Но анализ многочисленных источников все же позволил ей найти оветы на поставленные вопросы. По ее мнению, после гибели Давида-Сослана под Карсом тело его поместили в построенном для него склепе в родовом селении Царазоновых в с. Нузал. Исследовательница не сомневается в том, что перестройка склепа в часовню «была произведена его внуком Давидом, сыном Лаши… Не лишено вероятности, что останки Давида-Сослана при перестройке заппадза в часовню могли быть положены, по христианскому грузинскому обычаю, под ее полом. До этого же, вероятно, если этот заппадз принадлежал именно Давиду-Сослану, тело его должно было покоиться, по осетинскому древнему обычаю, не покрытым землей» [2, 21]. Вслед за преобразованием фамильного склепа в часовню в ней появилась фресковая роспись внутренних стен и надпись «Нас было девять братьев…» Имя автора надписи история не сохранила. Вопреки мнению Пчелиной, художником, выполнившим надписи, мог быть и не грузин. Как предполагает В. А. Кузнецов, им мог быть Вола Тлиаг — выходец из тех краев, но обучавшийся в Грузии [5, 137].

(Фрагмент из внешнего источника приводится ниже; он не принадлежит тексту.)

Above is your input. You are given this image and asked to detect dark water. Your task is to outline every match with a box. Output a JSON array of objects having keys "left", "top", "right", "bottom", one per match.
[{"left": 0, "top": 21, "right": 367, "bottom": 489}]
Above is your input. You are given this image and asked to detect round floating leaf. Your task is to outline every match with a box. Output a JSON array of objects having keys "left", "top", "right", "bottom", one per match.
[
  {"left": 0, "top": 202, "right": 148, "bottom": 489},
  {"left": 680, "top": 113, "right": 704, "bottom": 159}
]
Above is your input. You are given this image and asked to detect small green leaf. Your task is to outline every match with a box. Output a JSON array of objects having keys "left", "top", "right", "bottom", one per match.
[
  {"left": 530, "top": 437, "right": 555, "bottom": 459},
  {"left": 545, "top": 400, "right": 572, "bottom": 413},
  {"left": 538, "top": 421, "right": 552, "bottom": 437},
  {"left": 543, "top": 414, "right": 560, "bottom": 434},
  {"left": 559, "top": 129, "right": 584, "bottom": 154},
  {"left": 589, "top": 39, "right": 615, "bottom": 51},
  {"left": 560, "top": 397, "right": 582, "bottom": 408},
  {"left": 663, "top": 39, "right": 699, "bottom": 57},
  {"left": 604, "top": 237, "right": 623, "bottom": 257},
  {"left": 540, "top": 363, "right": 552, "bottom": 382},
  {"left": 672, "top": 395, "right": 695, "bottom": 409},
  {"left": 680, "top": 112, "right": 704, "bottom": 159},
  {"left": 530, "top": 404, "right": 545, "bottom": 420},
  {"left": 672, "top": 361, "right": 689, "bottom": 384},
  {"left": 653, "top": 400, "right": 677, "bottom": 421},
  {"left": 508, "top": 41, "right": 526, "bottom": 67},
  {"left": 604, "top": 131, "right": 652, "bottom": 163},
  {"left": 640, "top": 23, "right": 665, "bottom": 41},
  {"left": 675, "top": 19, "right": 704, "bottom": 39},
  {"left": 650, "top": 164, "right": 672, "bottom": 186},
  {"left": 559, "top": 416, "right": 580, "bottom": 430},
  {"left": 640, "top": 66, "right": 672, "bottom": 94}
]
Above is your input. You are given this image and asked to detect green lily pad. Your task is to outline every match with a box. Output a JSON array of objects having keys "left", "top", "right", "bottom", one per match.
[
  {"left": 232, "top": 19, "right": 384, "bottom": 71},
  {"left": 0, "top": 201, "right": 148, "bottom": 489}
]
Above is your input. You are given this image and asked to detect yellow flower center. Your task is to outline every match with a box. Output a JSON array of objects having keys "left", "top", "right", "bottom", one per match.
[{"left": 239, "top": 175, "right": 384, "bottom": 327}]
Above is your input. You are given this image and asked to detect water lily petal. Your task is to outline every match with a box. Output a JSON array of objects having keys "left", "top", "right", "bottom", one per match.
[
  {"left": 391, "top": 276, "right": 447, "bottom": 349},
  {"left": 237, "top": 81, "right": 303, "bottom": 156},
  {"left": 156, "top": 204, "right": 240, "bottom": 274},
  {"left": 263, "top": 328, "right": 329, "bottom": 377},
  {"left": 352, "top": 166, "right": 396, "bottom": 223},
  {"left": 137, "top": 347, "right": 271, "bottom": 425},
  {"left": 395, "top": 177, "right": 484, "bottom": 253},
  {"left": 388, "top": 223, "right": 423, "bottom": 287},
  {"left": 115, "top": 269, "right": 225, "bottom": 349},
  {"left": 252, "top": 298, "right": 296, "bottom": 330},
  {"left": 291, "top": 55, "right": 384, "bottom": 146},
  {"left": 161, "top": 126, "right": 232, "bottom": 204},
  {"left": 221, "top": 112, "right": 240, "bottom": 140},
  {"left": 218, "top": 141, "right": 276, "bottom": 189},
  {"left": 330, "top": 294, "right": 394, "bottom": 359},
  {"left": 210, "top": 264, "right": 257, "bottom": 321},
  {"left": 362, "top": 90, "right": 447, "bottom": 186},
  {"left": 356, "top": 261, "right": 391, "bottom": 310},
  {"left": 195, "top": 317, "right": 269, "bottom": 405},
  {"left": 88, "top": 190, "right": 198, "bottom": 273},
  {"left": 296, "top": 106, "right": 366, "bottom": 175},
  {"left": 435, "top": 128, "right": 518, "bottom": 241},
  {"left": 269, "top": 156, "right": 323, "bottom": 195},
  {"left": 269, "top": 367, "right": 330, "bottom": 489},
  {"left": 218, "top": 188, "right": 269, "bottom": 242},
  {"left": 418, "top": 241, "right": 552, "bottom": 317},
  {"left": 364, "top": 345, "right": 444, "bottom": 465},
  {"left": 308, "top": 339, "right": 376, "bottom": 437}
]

Проанализировав литературу, источники и фольклорный материал по поводу Нузальской часовни и проведя тщательное исследование самого памятника, Пчелина в 1941 г. выступила с обстоятельным докладом в Северо-Осетинском научно-исследовательском институте. Она высказала предположение, что могильник принадлежит Давиду-Сослану, погибшему в 1207 г., обосновав свое мнение рядом убедительных доказательств. Предположения Пчелиной имели основание. Поскольку Сослан был отпрыском рода Царазоновых (а им принадлежал склеп в Нузале), то, естественно, он должен был быть похоронен там: по осетинской традиции, умерший на чужбине непременно должен покоиться на родовом кладбище. В одном из своих писем к В. А. Кузнецову Пчелина, ссылаясь на старожилов, восстанавливает события, которые могли случиться в начале ХII в. Давид-Сослан был смертельно ранен при осаде Карса в 1207 г. По осетинской легенде, его, умирающего, повезли в Нузал. Но он испускает дух около Никози на Большой Лиахве, и его тело перевозят через перевал Джедо, Зругское ущелье, Нарское ущелье, Зарамаг и погребают в Нузальском склепе, переделанном позже в часовню [2, 298].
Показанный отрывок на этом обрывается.